Project Description

Project Description
August 2001

Project Description

We are grateful to the Community Adjustment Program of the Ontario Ministry of Training, Colleges and Universities for funding this first stage of SPNO’s Social Capital Formation Project. We are undertaking four-five community case studies in this research and development project. The participating communities are Halton (food security), Kitchener (neighbourhood festival), Sudbury (community gardens), Kingston (youth employment), and, if possible, Toronto (community access to civic space).

Research Approach

The following schematic illustrates the Project’s research approach. First, a “lifeline analysis” is conducted in each community to get a sense from project leadership of the history and key milestones and influences on the project’s development. The lifeline tracks the project’s history by asking key participants in its development to identify and describe critical moments in project development. Important external influences giving impetus to or setting the project back are also identified. Thanks to the artistic skills of David Hasbury, a co-facilitator in the lifeline process, all of this history is captured graphically with in images and colours on a wall-size chart. This process has proved to be very helpful and eye-opening to the local leaders who have participated.

Documentation review, site observations (e.g. visits to community gardens in Sudbury and school breakfast programs in Halton) and interviews/discussions with leaders and program participants follow the lifeline analysis. Interviews with individuals and small groups follow a “line of inquiry” searching for the dimensions of social capital and its formation.

Several forms of participant surveys are also being employed to identify and measure various aspects of social capital as derived from our study of the literature. Our lines of inquiry also seek information about the role of social planning and social planning practitioners in the formation of social capital. All of this data and analysis is reported back to the local project leadership for its own potential use in planning and strategy development. It is also, of course, used to draft a case study for each local community. These case studies will be used to develop a strategic resource guide for social planning council practice in the formation of social capital in local communities.
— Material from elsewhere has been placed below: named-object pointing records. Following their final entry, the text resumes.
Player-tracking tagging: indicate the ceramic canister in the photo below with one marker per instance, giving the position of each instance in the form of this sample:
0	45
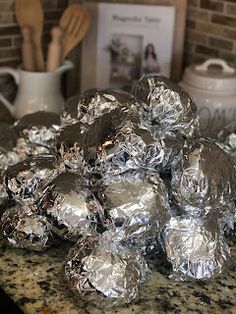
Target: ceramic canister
212	86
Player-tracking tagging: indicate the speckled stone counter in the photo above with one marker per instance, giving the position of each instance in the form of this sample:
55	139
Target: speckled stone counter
36	283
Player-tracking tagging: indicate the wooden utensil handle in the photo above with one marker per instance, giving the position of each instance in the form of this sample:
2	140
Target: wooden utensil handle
55	50
28	49
39	59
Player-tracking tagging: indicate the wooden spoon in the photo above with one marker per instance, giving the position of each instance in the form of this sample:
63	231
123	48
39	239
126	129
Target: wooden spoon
28	49
74	24
54	50
30	13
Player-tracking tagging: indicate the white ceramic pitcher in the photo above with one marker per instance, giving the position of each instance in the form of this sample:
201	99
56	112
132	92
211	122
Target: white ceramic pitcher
36	90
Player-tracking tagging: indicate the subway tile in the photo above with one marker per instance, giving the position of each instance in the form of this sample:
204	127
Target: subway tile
221	43
212	5
224	20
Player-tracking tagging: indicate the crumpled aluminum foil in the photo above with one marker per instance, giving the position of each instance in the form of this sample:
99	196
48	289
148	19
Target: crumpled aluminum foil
8	138
71	207
167	105
195	247
73	158
37	134
227	219
95	103
25	229
137	204
26	180
205	178
3	193
103	272
138	149
227	137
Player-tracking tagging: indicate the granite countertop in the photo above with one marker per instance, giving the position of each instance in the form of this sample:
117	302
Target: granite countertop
36	282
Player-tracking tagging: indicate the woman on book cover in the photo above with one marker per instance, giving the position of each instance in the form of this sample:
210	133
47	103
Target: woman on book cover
150	63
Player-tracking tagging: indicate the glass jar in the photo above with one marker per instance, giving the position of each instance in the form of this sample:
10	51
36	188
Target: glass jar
212	86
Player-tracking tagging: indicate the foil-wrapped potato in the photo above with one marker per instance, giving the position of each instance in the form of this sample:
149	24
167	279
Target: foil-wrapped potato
26	180
195	247
38	133
137	204
103	272
205	177
71	207
25	229
167	105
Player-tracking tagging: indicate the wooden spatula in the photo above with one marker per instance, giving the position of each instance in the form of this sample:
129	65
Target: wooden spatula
74	24
54	50
28	53
30	13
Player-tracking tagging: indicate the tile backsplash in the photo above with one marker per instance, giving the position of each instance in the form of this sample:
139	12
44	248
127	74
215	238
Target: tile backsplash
210	31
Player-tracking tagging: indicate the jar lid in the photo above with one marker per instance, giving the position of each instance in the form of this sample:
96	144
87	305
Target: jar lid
213	74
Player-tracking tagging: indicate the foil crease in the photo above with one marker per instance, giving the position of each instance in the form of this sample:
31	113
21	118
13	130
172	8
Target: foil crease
167	105
8	138
227	219
205	178
195	248
26	180
25	229
94	104
103	272
71	207
137	149
37	134
137	205
227	138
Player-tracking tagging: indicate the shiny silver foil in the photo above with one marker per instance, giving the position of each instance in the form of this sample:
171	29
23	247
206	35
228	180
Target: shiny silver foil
37	134
103	272
73	158
3	194
8	138
227	137
195	247
137	149
205	178
26	180
96	103
137	204
227	219
71	207
167	105
25	229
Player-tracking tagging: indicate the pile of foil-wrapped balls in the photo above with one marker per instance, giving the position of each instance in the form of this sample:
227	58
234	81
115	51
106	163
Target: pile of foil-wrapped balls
120	175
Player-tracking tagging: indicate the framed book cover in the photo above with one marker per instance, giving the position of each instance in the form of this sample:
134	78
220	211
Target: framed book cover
124	42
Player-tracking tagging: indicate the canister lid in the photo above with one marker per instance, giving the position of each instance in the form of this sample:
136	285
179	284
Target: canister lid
213	74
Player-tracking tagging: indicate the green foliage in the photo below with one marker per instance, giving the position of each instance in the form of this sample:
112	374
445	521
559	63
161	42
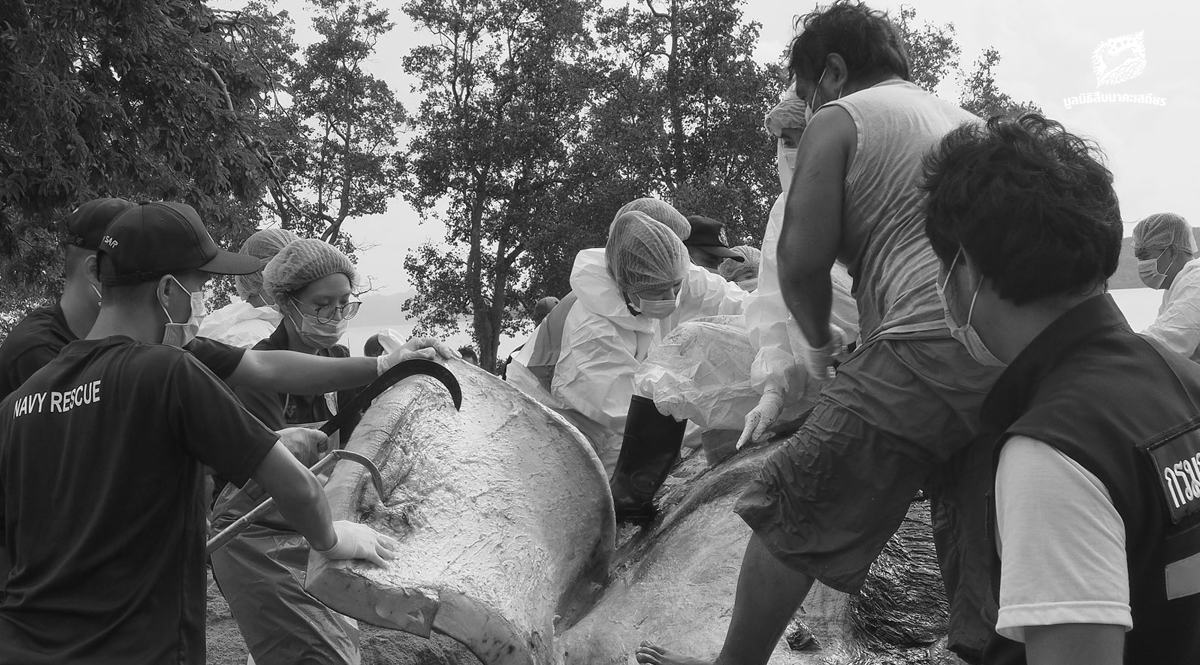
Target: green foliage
981	95
541	118
144	99
505	87
347	163
681	113
935	55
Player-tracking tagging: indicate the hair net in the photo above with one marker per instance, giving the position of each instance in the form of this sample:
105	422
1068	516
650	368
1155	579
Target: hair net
1162	231
264	245
660	211
789	113
643	253
304	262
738	270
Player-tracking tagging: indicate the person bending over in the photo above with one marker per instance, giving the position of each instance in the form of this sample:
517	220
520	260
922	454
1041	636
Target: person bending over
101	466
1093	465
906	402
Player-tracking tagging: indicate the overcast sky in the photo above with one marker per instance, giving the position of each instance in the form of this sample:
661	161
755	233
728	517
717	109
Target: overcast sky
1047	48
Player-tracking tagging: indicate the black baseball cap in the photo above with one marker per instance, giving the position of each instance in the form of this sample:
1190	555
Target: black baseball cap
87	223
153	239
706	234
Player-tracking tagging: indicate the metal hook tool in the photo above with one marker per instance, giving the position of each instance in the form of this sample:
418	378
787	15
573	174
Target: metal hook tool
243	522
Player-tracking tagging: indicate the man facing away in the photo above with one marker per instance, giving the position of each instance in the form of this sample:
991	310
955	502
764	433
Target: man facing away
102	456
907	400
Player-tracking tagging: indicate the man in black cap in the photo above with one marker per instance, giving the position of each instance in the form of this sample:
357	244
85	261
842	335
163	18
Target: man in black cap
41	335
101	465
706	245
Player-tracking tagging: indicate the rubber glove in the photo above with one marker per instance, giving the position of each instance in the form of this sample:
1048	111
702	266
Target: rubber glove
360	541
819	360
306	444
426	348
762	417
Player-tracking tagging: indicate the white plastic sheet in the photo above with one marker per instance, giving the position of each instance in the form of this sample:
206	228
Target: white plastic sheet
701	372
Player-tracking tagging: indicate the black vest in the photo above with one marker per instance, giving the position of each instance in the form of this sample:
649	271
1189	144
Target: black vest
1128	411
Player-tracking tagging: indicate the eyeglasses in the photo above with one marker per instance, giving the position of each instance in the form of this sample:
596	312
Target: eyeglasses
329	312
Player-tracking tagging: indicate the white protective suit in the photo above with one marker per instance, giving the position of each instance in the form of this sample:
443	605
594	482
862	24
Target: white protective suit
713	372
1179	317
240	324
604	345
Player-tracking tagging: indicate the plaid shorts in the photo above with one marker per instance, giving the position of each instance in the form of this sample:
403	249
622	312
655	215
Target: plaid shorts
832	496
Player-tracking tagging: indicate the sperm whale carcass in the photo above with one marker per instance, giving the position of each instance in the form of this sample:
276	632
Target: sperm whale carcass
502	510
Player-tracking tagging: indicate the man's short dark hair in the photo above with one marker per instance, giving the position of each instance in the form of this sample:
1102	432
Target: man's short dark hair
864	37
1031	203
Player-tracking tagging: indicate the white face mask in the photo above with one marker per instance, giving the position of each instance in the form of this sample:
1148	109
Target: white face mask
181	334
1149	271
965	334
657	309
315	333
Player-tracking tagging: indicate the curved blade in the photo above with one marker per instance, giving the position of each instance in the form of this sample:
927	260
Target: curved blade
391	377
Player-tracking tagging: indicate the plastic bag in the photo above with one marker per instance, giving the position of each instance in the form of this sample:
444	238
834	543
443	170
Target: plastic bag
701	372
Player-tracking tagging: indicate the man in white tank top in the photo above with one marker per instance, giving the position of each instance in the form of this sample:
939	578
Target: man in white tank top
904	408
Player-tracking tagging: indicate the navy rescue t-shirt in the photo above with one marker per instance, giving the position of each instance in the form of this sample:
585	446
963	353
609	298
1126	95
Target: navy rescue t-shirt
102	507
42	334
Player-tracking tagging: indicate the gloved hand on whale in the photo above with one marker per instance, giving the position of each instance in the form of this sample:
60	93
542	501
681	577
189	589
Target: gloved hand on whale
360	541
397	351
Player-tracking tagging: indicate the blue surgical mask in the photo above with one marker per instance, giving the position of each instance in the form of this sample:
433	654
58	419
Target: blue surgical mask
966	334
655	309
1149	271
315	333
181	334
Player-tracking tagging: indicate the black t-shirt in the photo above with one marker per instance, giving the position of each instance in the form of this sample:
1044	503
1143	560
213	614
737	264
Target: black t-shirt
41	335
31	345
101	502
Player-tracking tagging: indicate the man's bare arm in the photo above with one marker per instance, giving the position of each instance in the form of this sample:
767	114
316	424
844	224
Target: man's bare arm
301	373
813	217
1074	643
Products and Results of Research

By April 2002, the Social Capital Formation Project will:

  • Produce individual case studies on social capital formation strategies in four to five communities across Ontario.
  • Prepare and disseminate regular bulletin updates on the status and progress with the case study research (see e-Bulletins).
  • Establish a web page for sharing information on the project.
  • Conduct and expert workshop to gain outside insights and comments on the case study research.
  • Synthesize the case study research into a Resource Guide for Social Capital Formation by Social Planning Councils that proposes a model of strategic practice in the use of bonding, bridging, and scaling-up strategies.
  • Sponsor a provincial forum to review the case study research present the model for social planning strategies in social capital formation.

The Project is overseen by a Steering Committee appointed by the SPNO membership (see Project Leadership).